I really don't like the idea of running GDB automatically in response to
anything that can be triggered by the guest. GDB is not robust wrt
parsing cores, so a suitably corrupted memory image of QEMU could be
used to abuse GDB. Further, few production deployments of libvirt & QEMU
will ever have GDB installed.
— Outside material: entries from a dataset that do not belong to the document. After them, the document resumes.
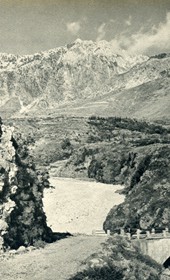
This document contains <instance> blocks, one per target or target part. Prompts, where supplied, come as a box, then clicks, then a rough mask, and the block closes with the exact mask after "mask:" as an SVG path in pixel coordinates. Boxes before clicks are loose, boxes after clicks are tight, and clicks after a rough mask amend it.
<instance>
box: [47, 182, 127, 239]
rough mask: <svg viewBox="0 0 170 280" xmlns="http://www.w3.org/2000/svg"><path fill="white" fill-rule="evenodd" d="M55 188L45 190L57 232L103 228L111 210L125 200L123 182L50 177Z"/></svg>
mask: <svg viewBox="0 0 170 280" xmlns="http://www.w3.org/2000/svg"><path fill="white" fill-rule="evenodd" d="M50 183H51V185H52V186H53V187H54V188H50V189H45V191H44V199H43V203H44V211H45V213H46V216H47V224H48V226H50V227H51V228H52V230H53V231H57V232H70V233H81V234H82V233H84V234H91V233H92V231H93V230H96V229H97V230H98V229H99V230H100V229H102V228H103V222H104V220H105V218H106V215H107V214H108V212H109V210H110V209H111V208H112V207H113V206H114V205H117V204H120V203H122V202H123V201H124V195H120V194H119V193H118V192H116V191H117V190H121V189H122V188H123V186H121V185H111V184H102V183H98V182H91V181H82V180H79V179H70V178H58V177H57V178H56V177H53V178H51V179H50Z"/></svg>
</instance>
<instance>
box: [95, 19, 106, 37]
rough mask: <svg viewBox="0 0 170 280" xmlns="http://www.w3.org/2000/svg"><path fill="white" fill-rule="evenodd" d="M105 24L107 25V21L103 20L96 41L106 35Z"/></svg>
mask: <svg viewBox="0 0 170 280" xmlns="http://www.w3.org/2000/svg"><path fill="white" fill-rule="evenodd" d="M105 26H106V23H105V22H103V23H102V24H101V25H100V26H99V28H98V29H97V33H98V35H97V38H96V41H100V40H102V39H103V38H104V37H105V35H106V31H105Z"/></svg>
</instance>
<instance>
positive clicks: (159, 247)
mask: <svg viewBox="0 0 170 280" xmlns="http://www.w3.org/2000/svg"><path fill="white" fill-rule="evenodd" d="M133 242H134V243H135V244H136V245H137V246H138V247H140V249H141V251H142V253H143V254H145V255H148V256H150V257H151V258H152V259H154V260H155V261H157V262H158V263H160V264H162V265H163V264H164V262H165V261H166V260H167V259H168V258H169V257H170V238H162V239H156V238H155V239H154V238H153V239H143V240H142V239H138V240H137V239H136V240H133Z"/></svg>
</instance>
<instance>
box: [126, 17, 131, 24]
mask: <svg viewBox="0 0 170 280" xmlns="http://www.w3.org/2000/svg"><path fill="white" fill-rule="evenodd" d="M125 24H126V25H127V26H131V24H132V17H131V16H129V17H128V19H127V20H126V21H125Z"/></svg>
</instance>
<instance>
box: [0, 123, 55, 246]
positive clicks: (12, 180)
mask: <svg viewBox="0 0 170 280" xmlns="http://www.w3.org/2000/svg"><path fill="white" fill-rule="evenodd" d="M17 138H18V137H16V138H15V135H14V129H13V128H12V127H9V126H4V125H3V124H1V123H0V249H1V250H3V249H4V248H8V247H9V248H14V249H17V248H18V247H20V246H22V245H23V246H29V245H33V244H35V243H36V242H37V240H44V241H50V238H51V233H52V232H51V229H50V228H48V227H47V224H46V216H45V213H44V212H43V203H42V197H43V189H44V187H45V185H48V178H43V177H42V175H41V173H39V174H38V173H37V171H36V169H35V165H34V161H33V158H32V157H31V156H30V155H29V151H28V148H27V143H26V140H23V139H22V137H19V138H18V139H17Z"/></svg>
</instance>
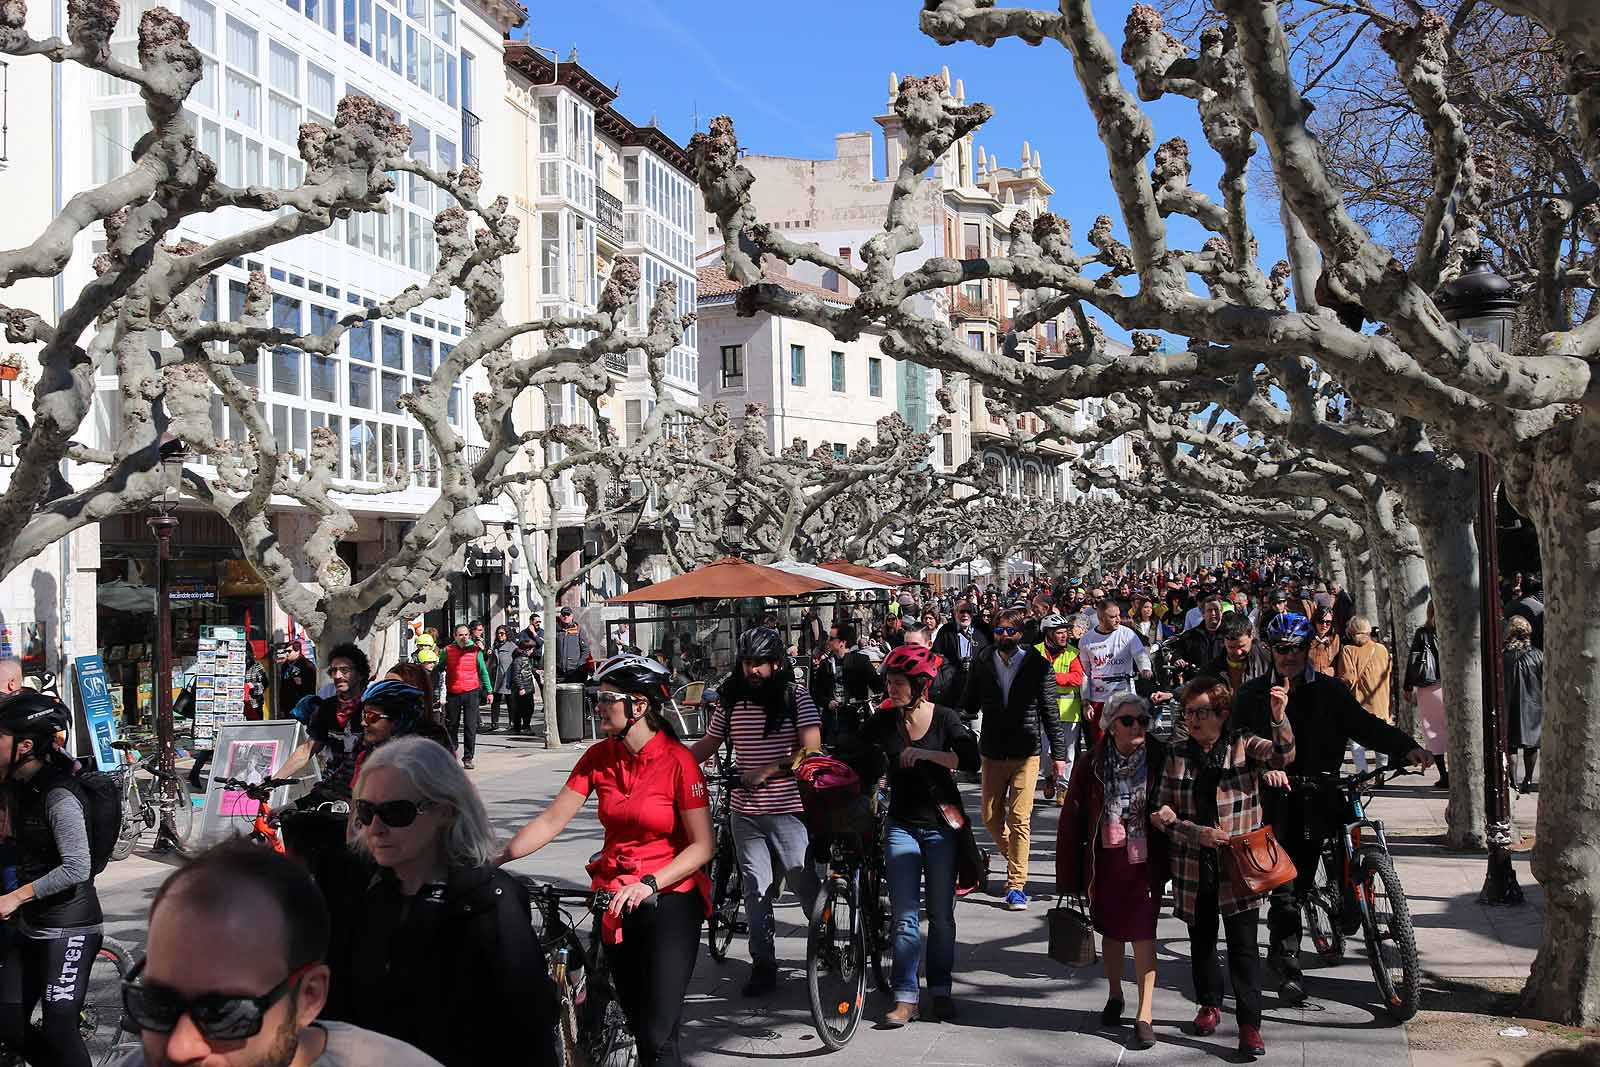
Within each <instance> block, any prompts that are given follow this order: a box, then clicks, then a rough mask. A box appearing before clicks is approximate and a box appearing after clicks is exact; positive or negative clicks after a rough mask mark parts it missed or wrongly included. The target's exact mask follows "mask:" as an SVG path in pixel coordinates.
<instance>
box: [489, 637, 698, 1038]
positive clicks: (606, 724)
mask: <svg viewBox="0 0 1600 1067" xmlns="http://www.w3.org/2000/svg"><path fill="white" fill-rule="evenodd" d="M594 680H595V681H597V683H598V685H600V696H598V701H597V704H598V709H600V731H602V733H603V734H605V741H602V742H600V744H597V745H592V747H590V749H589V750H587V752H584V755H582V758H581V760H578V766H574V768H573V773H571V774H568V777H566V785H565V787H562V792H560V793H557V797H555V800H554V801H552V803H550V806H549V808H546V809H544V813H542V814H539V817H536V819H534V821H533V822H530V824H528V825H525V827H523V829H522V830H518V832H517V835H515V837H514V838H512V840H510V843H509V845H506V849H504V851H502V853H501V856H499V861H498V862H501V864H506V862H510V861H514V859H522V857H523V856H531V854H533V853H536V851H539V849H541V848H544V846H546V845H549V843H550V841H552V840H554V838H555V835H557V833H560V832H562V829H565V827H566V824H568V822H571V819H573V816H574V814H578V809H579V808H582V806H584V801H586V800H587V798H589V795H590V793H597V795H598V797H600V825H603V827H605V846H603V848H602V849H600V856H598V857H597V859H595V861H594V862H590V864H589V877H590V886H592V888H595V889H611V891H614V894H616V896H614V897H611V907H610V910H608V912H606V915H605V920H603V921H605V936H606V942H608V945H606V957H608V960H610V961H611V973H613V977H614V979H616V992H618V1000H619V1001H621V1003H622V1013H624V1014H626V1016H627V1024H629V1027H630V1029H632V1032H634V1038H635V1041H637V1048H638V1064H640V1067H653V1065H656V1064H678V1062H682V1059H680V1056H678V1021H680V1019H682V1016H683V997H685V993H686V990H688V984H690V977H693V974H694V958H696V957H698V955H699V928H701V921H704V918H706V915H707V913H709V910H710V880H709V878H707V877H706V872H704V870H702V867H704V865H706V862H707V861H710V854H712V833H710V814H709V813H707V811H706V779H704V777H702V776H701V769H699V763H696V760H694V757H693V755H691V753H690V750H688V749H685V747H683V744H682V742H678V739H677V737H675V736H674V733H672V726H670V725H669V723H667V720H666V718H664V717H662V715H661V707H662V704H666V702H667V701H669V699H670V694H672V675H670V673H667V669H666V667H662V665H661V664H658V662H656V661H654V659H646V657H643V656H634V654H622V656H613V657H611V659H608V661H605V662H603V664H600V667H598V669H597V670H595V675H594ZM646 902H648V904H650V907H642V905H645V904H646Z"/></svg>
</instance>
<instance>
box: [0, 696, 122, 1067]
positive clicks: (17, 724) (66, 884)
mask: <svg viewBox="0 0 1600 1067" xmlns="http://www.w3.org/2000/svg"><path fill="white" fill-rule="evenodd" d="M66 723H67V709H66V705H64V704H61V701H58V699H54V697H51V696H46V694H43V693H32V691H22V693H18V694H16V696H13V697H10V699H6V701H5V704H0V776H3V777H0V781H3V782H5V785H6V792H8V793H10V797H8V800H10V805H8V806H10V813H11V833H13V838H14V841H16V854H18V888H16V889H13V891H11V893H6V894H5V896H0V918H3V920H6V926H8V928H10V934H11V937H10V942H8V945H6V949H5V955H3V957H0V960H3V961H0V1045H5V1048H8V1049H11V1051H13V1053H16V1054H18V1056H19V1057H26V1059H27V1061H29V1062H32V1064H67V1065H70V1067H88V1065H90V1054H88V1049H86V1048H83V1037H82V1033H80V1032H78V1013H80V1011H82V1009H83V1000H85V998H86V997H88V985H90V963H91V961H93V960H94V957H96V953H99V949H101V941H102V937H101V920H102V915H101V905H99V897H98V896H96V894H94V875H93V865H91V864H93V861H91V856H90V829H88V813H90V805H88V797H86V795H85V792H83V789H82V787H80V785H78V782H77V781H75V779H74V777H72V763H70V758H69V757H67V755H66V753H64V752H61V750H58V749H56V747H54V739H56V731H58V729H61V728H64V726H66ZM35 1006H40V1008H42V1014H43V1022H42V1025H40V1027H38V1029H34V1027H32V1025H29V1016H32V1013H34V1008H35Z"/></svg>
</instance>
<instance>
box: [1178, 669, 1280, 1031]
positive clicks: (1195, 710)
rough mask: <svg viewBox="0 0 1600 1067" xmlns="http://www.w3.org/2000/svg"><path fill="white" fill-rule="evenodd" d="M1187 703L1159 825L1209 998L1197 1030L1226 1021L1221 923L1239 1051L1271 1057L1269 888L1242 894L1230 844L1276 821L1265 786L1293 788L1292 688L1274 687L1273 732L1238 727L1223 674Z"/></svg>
mask: <svg viewBox="0 0 1600 1067" xmlns="http://www.w3.org/2000/svg"><path fill="white" fill-rule="evenodd" d="M1179 699H1181V704H1182V709H1184V723H1186V725H1187V728H1189V736H1187V739H1184V741H1174V742H1173V747H1171V752H1170V753H1168V757H1166V771H1165V774H1163V776H1162V795H1160V805H1162V806H1160V809H1158V811H1157V813H1155V814H1154V816H1150V822H1152V824H1154V825H1155V827H1157V829H1162V830H1165V832H1166V833H1168V835H1170V837H1171V838H1173V849H1171V875H1173V912H1174V913H1176V915H1178V918H1181V920H1184V921H1186V923H1187V925H1189V958H1190V968H1192V971H1194V984H1195V1000H1197V1001H1198V1003H1200V1013H1198V1014H1197V1016H1195V1033H1197V1035H1200V1037H1205V1035H1208V1033H1214V1032H1216V1027H1218V1022H1221V1005H1222V969H1221V968H1219V966H1218V960H1216V934H1218V925H1221V926H1222V929H1224V931H1226V936H1227V971H1229V977H1230V979H1232V982H1234V1003H1235V1005H1237V1014H1238V1051H1240V1053H1245V1054H1246V1056H1264V1054H1266V1051H1267V1049H1266V1043H1264V1041H1262V1040H1261V949H1259V945H1258V941H1256V937H1258V923H1259V918H1261V907H1259V905H1261V901H1264V899H1266V894H1259V896H1251V897H1240V896H1237V894H1235V893H1234V885H1232V880H1230V878H1229V875H1227V867H1226V854H1224V851H1222V849H1224V848H1226V846H1227V838H1229V837H1234V835H1235V833H1250V832H1251V830H1259V829H1261V825H1262V824H1264V822H1266V819H1264V816H1262V813H1261V785H1262V784H1264V782H1266V784H1272V785H1286V784H1288V779H1286V777H1285V776H1283V766H1285V765H1288V761H1290V760H1293V758H1294V734H1293V731H1291V729H1290V721H1288V715H1286V712H1288V689H1285V688H1282V686H1278V688H1274V689H1272V701H1270V704H1272V707H1270V725H1272V737H1258V736H1256V734H1251V733H1246V731H1243V729H1237V728H1235V729H1230V728H1229V723H1227V715H1229V710H1230V709H1232V699H1234V694H1232V691H1230V689H1229V688H1227V683H1226V681H1222V680H1221V678H1216V677H1211V675H1202V677H1198V678H1195V680H1194V681H1190V683H1189V685H1186V686H1184V691H1182V694H1181V697H1179Z"/></svg>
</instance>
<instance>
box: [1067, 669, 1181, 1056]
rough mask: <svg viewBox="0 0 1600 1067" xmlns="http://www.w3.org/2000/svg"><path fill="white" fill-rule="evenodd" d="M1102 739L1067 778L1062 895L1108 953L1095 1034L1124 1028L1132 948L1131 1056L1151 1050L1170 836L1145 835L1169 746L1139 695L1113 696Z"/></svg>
mask: <svg viewBox="0 0 1600 1067" xmlns="http://www.w3.org/2000/svg"><path fill="white" fill-rule="evenodd" d="M1101 729H1102V731H1104V733H1102V734H1101V739H1099V741H1098V742H1094V747H1093V749H1091V750H1090V753H1088V757H1086V758H1083V760H1078V761H1077V765H1075V766H1074V768H1072V781H1070V782H1069V784H1067V803H1066V808H1064V809H1062V813H1061V829H1059V832H1058V838H1056V886H1058V893H1062V894H1077V896H1086V897H1088V901H1090V920H1091V921H1093V923H1094V931H1096V933H1099V936H1101V944H1102V947H1104V952H1106V982H1107V985H1109V995H1107V998H1106V1008H1104V1009H1102V1011H1101V1025H1106V1027H1114V1025H1117V1024H1120V1022H1122V1009H1123V1000H1122V961H1123V952H1125V945H1128V944H1130V942H1131V944H1133V969H1134V974H1136V976H1138V984H1139V1009H1138V1013H1136V1014H1134V1022H1133V1035H1134V1037H1133V1040H1134V1048H1139V1049H1146V1048H1150V1046H1154V1045H1155V1022H1154V1019H1155V1016H1154V1014H1152V1013H1154V1009H1155V1005H1154V998H1155V918H1157V912H1160V907H1162V893H1163V891H1165V888H1166V862H1168V861H1166V835H1165V833H1157V832H1155V830H1154V829H1152V825H1150V814H1152V813H1154V811H1155V808H1157V803H1155V800H1157V798H1158V797H1160V792H1162V773H1163V771H1165V768H1166V745H1163V744H1162V742H1160V741H1157V739H1155V737H1150V736H1149V729H1150V710H1149V707H1147V705H1146V702H1144V697H1141V696H1138V694H1136V693H1115V694H1112V696H1110V697H1109V699H1107V701H1106V707H1104V710H1102V713H1101Z"/></svg>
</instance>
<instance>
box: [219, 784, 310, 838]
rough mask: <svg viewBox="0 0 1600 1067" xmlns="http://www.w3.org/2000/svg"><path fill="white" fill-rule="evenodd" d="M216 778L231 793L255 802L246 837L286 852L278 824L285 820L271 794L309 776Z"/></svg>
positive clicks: (227, 813) (232, 815) (235, 812)
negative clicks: (251, 781) (252, 815)
mask: <svg viewBox="0 0 1600 1067" xmlns="http://www.w3.org/2000/svg"><path fill="white" fill-rule="evenodd" d="M213 781H216V784H218V785H221V787H222V789H226V790H229V792H237V793H245V797H246V798H250V800H254V801H256V814H254V817H253V819H251V822H250V833H246V835H245V840H246V841H251V843H253V845H266V846H269V848H272V849H274V851H277V853H283V851H285V848H283V835H280V833H278V824H280V822H282V821H283V814H282V813H274V811H272V793H274V792H275V790H278V789H282V787H285V785H299V784H301V782H304V781H307V779H304V777H267V779H262V781H259V782H246V781H243V779H240V777H218V779H213ZM222 814H232V816H238V817H250V816H246V814H242V813H238V811H227V809H224V811H222Z"/></svg>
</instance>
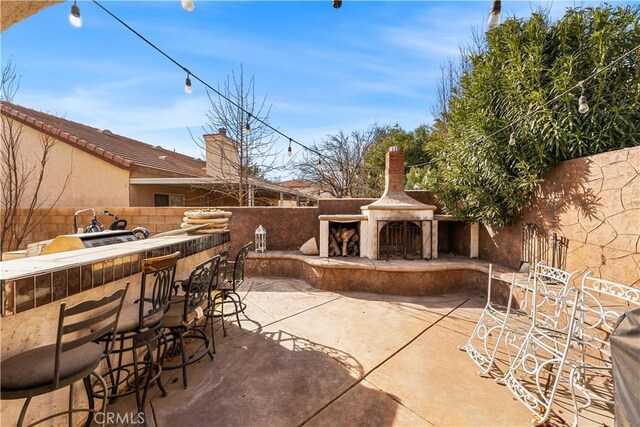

Many organizations outright forbid install
of such tools on production machines.
I'm thinking of this not as something to be enabled by default for the
whole environment, but as a feature that would be temporarily enabled
for debugging a certain misbehaving VM. Would be a great companion for
softlockup_panic.
A much simpler way is to just have an "abort" action, which
would cause
libvirt to send SIG_ABRT to QEMU. This should cause QEMU's default
SIG_ABRT handler to kick in which will make the kernel trigger a coredump.
If really wanted, you can then use abrt to catch this coredump.
GDB would allow us to dump all memory mappings even for VMs running
with dump-guest-core=off, but as this is something that already
requires modifying the domain's definition, adding dumpCore=on too
shouldn't be a problem.
I like the on_crash=abort approach. I'm going to work on it. Thanks Daniel.
--
Sergio